Zaire Allocosa Wolf Spider

Scientific classification
- Kingdom: Animalia
- Phylum: Arthropoda
- Subphylum: Chelicerata
- Class: Arachnida
- Order: Araneae
- Infraorder: Araneomorphae
- Family: Lycosidae
- Genus: Allocosa
- Species: A. nebulosa
- Binomial name: Allocosa nebulosa Roewer, 1959

= Allocosa nebulosa =

- Authority: Roewer, 1959

Species of spider

Allocosa nebulosa is a species of spider in the family Lycosidae. It is commonly known as the Zaire Allocosa wolf spider.

==Distribution==
Allocosa nebulosa is known from Namibia, Democratic Republic of the Congo, and South Africa.

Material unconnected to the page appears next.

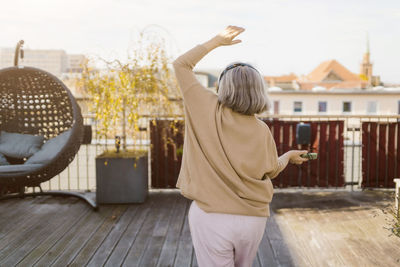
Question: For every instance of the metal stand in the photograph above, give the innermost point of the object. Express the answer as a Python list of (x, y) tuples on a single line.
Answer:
[(22, 194)]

In South Africa, the species is recorded from the provinces Eastern Cape, Free State, and Gauteng.

==Habitat and ecology==
Allocosa nebulosa is a free running ground dweller sampled from the Grassland Biome at altitudes ranging from 1385 to 1795 m.

==Conservation==
Allocosa nebulosa is listed as Least Concern by the South African National Biodiversity Institute due to its wide geographical range in Africa. The species is protected in the National Botanical Gardens in Bloemfontein, Klipriviersberg Nature Reserve, and Suikerbosrand Nature Reserve.

==Taxonomy==
Allocosa nebulosa was described by Roewer in 1959 from Zaire, now the Democratic Republic of the Congo. It is known from both sexes.